The brewer adjusted the slides until the colours matched, and the result gave the beer’s colour in degrees Lovibond (°L). This was a breakthrough, but it relied heavily on eyesight and the quality of the glass standards. Still, it set the stage for future methods of measuring beer colour.


Standard Reference Method: the American standard

By the mid-20th century, brewing science sought more objectivity. In 1950 the American Society of Brewing Chemists (ASBC) introduced the Standard Reference Method (SRM). Instead of glass slides, SRM used a spectrophotometer to measure how much light (at 430 nm) passes through a beer sample.

This approach made measuring beer colour more consistent and reproducible. SRM became the standard in North America, aligning roughly with Lovibond for pale beers but diverging at higher intensities.


EBC

European Brewery Convention: the continental approach

In Europe, brewers developed their own standard through the European Brewery Convention (EBC), founded in 1946. Like SRM, it uses spectrophotometry at 430 nm, but with a slightly different sample thickness.

Because of this, EBC values are about 1.97 times higher than SRM values. A beer at 10 SRM, for example, would be around 20 EBC. For European brewers, this became the most widely accepted way of measuring beer colour.

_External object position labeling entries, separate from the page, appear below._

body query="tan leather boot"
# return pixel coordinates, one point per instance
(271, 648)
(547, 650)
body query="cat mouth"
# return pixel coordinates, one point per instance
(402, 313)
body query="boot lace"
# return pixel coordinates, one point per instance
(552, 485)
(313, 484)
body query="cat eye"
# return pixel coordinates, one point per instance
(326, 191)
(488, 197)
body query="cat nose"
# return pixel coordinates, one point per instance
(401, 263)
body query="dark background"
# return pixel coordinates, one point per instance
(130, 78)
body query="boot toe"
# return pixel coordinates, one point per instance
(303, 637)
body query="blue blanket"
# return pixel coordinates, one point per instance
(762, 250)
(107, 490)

Why we use EBC at The Swaen

At The Swaen, we describe our malts in EBC values, for good reasons:

  • European standard: As a Dutch malthouse serving brewers worldwide, EBC is the shared language across Europe.
  • Precision: EBC relies on spectrophotometric methods, ensuring accuracy and consistency in measuring beer colour.
  • Clarity for brewers: Since most European craft and large breweries use EBC, it prevents confusion when designing recipes.

A shared goal: consistency in brewing

Though they differ in origin and scale, Lovibond, SRM and EBC all aim at the same goal: making measuring beer colour reliable and repeatable. Whether you see °L in a historical text, SRM in an American recipe, or EBC on a bag of malt from The Swaen, the principle is the same – science helping brewers create consistent beers.

If you come across a recipe or malt spec sheet that uses a different scale, there’s no need to guess. Tools like the Beer & Brewing colour calculator
let you quickly convert between Lovibond, SRM and EBC. That way, measuring beer colour stays clear and consistent, no matter which system you start with.